Suva – Of all the regions of the world, the Pacific requires the largest investment per person in infrastructure.
But the cost is high, especially as the region is extremely vulnerable to natural disasters.
Fiji Attorney-General and Minister for Economy, Civil Service, and Communications Mr. Aiyaz Sayed-Khaiyum this week said the cost of infrastructure is a challenge to the Pacific, even for more developed countries such as Fiji.
Despite contributing a small fraction of the pollution which causes climate change the small economies of the Pacific face serious threats from its impacts.
Typhoon Haiyan devastated Palau in 2013. causing the collapse of small infrastructure. Photo by Richard Brooks.
Asian Development Bank (ADB) estimates that the Pacific needs USD$3.1 billion a year for infrastructure every year through to 2030.
Building infrastructure that can withstand stronger storms, sea surges, floods and earthquakes can cost as much as three times as much as ordinary infrastructure.
Because of the high cost, some Pacific island nations have to borrow money to build these new more resilient roads, bridges, schools, wharves and so on. Most of the time, the money will come from external resources but it comes with a hefty interest rate.
Fourteen Pacific countries—Kiribati, the Marshall Islands, the Federated States of Micronesia, Samoa, Tonga, and Tuvalu—are facing elevated risk of debt distress “due to their narrow economic bases, vulnerability to economic shocks, and exposure to climate change.”Sili Epa Tuioti Minister of Finance and Head of Delegation for Samoa at FEMM said
“When major disasters hit Pacific Island countries it impacts the economy, shrinking GDP,” he said.
“We’re listed by the World Bank and ADB and others as debt stress economy. But the only reason why we incurred debt was to ensure that we restore necessary economic infrastructure for our people,” Tuioti said.
Cook Islands Minister for Finance Mark Brown said that Pacific nations, need not drown in debt to build resiliency.

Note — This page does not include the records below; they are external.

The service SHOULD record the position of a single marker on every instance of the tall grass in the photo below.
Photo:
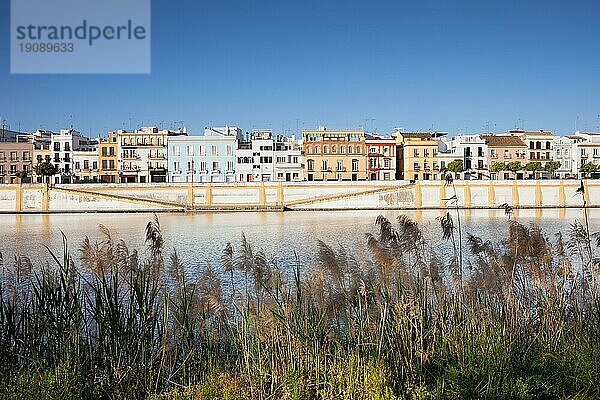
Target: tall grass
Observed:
(521, 320)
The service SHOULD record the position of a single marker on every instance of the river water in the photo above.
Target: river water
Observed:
(199, 238)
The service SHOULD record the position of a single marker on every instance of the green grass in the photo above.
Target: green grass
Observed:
(522, 322)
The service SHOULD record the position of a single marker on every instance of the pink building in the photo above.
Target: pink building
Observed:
(381, 154)
(504, 149)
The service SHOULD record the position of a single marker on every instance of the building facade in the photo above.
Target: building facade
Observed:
(564, 150)
(108, 158)
(15, 158)
(85, 166)
(334, 155)
(143, 154)
(417, 156)
(503, 150)
(381, 155)
(264, 158)
(63, 145)
(539, 149)
(207, 158)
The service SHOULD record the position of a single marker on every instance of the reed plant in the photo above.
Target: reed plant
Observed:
(520, 319)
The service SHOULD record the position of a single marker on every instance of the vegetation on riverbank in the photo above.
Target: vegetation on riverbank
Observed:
(517, 318)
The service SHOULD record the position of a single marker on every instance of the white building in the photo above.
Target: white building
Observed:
(63, 146)
(588, 150)
(539, 148)
(143, 154)
(264, 158)
(564, 150)
(470, 149)
(207, 158)
(85, 166)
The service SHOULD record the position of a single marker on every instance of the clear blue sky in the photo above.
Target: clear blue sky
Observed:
(446, 65)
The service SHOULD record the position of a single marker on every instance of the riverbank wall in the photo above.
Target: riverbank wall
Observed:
(273, 196)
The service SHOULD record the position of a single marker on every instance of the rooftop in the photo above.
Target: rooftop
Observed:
(503, 141)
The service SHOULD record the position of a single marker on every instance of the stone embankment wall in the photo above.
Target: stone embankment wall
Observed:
(296, 196)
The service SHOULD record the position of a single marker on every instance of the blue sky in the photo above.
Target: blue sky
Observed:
(453, 66)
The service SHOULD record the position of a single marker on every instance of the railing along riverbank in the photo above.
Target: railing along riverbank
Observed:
(278, 196)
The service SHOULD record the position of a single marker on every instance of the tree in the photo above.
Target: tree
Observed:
(534, 166)
(514, 166)
(455, 166)
(45, 169)
(588, 168)
(22, 175)
(552, 166)
(498, 167)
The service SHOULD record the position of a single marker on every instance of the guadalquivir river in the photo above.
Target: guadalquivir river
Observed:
(201, 237)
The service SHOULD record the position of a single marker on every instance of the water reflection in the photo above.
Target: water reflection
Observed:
(201, 237)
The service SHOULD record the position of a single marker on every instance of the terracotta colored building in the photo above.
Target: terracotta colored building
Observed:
(505, 149)
(381, 156)
(334, 155)
(15, 157)
(417, 156)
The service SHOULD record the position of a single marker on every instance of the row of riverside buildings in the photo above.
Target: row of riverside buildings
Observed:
(226, 154)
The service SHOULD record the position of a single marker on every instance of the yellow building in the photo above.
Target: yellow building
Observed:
(334, 155)
(417, 156)
(108, 159)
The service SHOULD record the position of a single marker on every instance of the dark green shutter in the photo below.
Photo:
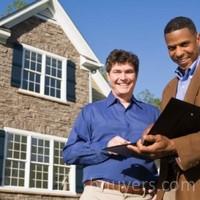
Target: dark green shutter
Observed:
(71, 81)
(16, 65)
(2, 144)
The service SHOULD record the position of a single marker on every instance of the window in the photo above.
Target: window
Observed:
(35, 161)
(44, 73)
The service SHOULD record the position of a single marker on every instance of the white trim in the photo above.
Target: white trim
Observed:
(28, 163)
(101, 83)
(37, 191)
(26, 188)
(72, 181)
(4, 33)
(50, 169)
(42, 94)
(89, 64)
(90, 87)
(26, 46)
(54, 99)
(36, 134)
(62, 19)
(13, 19)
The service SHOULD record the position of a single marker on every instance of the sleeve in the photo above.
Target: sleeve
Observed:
(79, 148)
(188, 148)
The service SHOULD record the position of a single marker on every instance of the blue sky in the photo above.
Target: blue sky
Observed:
(134, 25)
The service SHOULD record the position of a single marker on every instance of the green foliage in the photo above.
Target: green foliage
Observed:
(15, 5)
(147, 97)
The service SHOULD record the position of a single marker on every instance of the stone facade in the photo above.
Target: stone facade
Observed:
(27, 112)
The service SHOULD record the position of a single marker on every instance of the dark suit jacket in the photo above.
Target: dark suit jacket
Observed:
(188, 147)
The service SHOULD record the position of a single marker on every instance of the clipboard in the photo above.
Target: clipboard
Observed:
(179, 118)
(122, 150)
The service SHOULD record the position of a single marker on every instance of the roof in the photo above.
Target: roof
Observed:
(53, 11)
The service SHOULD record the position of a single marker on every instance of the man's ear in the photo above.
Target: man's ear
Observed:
(198, 38)
(108, 77)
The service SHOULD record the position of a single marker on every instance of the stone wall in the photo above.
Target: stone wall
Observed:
(32, 113)
(27, 112)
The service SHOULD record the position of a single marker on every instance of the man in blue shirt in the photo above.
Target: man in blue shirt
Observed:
(118, 119)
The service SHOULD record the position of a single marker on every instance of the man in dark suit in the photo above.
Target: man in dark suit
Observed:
(183, 172)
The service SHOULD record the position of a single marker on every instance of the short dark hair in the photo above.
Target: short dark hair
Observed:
(122, 57)
(180, 23)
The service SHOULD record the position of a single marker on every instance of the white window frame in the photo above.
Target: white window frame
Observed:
(42, 79)
(26, 188)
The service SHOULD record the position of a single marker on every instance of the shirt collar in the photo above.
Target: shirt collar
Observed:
(183, 75)
(111, 99)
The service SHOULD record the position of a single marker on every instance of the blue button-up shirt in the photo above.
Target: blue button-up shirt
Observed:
(99, 122)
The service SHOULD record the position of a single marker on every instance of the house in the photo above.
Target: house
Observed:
(48, 73)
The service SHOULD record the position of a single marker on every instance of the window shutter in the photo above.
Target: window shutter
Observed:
(71, 82)
(16, 65)
(2, 143)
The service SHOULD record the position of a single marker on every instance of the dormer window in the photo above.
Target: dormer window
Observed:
(43, 73)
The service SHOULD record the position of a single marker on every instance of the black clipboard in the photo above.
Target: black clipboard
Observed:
(179, 118)
(122, 150)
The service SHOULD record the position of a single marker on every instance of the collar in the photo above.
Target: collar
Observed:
(111, 99)
(183, 75)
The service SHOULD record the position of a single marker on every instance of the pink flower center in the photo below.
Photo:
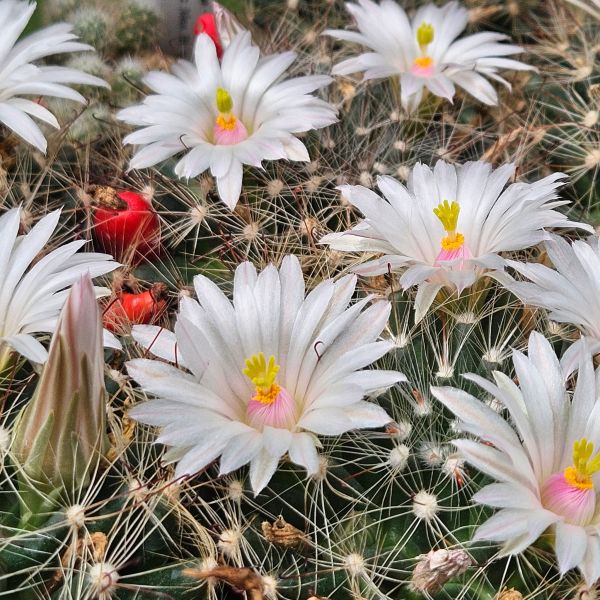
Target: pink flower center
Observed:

You gotta be innovative of finding ways to be able to build the resilience but without building up the debt level as well. So for us, climate finance, grant finance, blended finance that we’re looking at to build that resilience but in a way that reduces debt is vitally important. So under traditional banking terms and conditions, that doesn’t help us. So we have to look at non-traditional means of terms and conditions from financing and even non-traditional donors and contributors to help us build this development finance,” he said.
Palau and Cook Islands
From grants to loans. The Cook Islands and Palau are classified as high-income countries despite having small economies, with this classification, the two small nations are ineligible to get grants from multilateral banks.
Brown said “So, I guess, (we) performed economically to the extent that we are regarded as a middle to a high-income country. And under the OECD criteria, we will graduate to developed nation status which in some cases means, we’re no longer eligible for developmental assistance or countries can no longer use their contributions to us as declarable in terms of the developmental assistance index,”
Palau has seven major loans with an outstanding balance of $59.7 million, but debt management is stable.
Palau President Tommy Remengesau Jr. said that because of the high-income status, the country’s infrastructure “needs can no longer be financed from foreign grant sources.”
In Palau, Remengesau noted during his State of the Republic Address last month that Risk assessment projections say that Palau can expect more frequent inclement weather events that the World Bank estimates will cost on average approximately $2.7 million per year in damages.
For the next 50 years, Palau has a 50 percent chance of incurring damages totaling over $30 million, and a 10 percent chance of incurring catastrophic damages exceeding $247 million.
Pacific island nations are trying to establish a “homegrown” regional initiative that will provide financing options for resilient infrastructure in response to the impacts of climate change.
Pacific Islands Forum (PIF) Secretariat had been hoping the Economic Ministers Meeting (FEMM), that the design for the proposed Pacific Resilience Facility (PRF) would be approved by Ministers at their meeting this week.
However, Ministers took the view that more work was needed. They will reconvene at a Special meeting in July in the hope of having a design ready for the Pacific leaders meeting in August.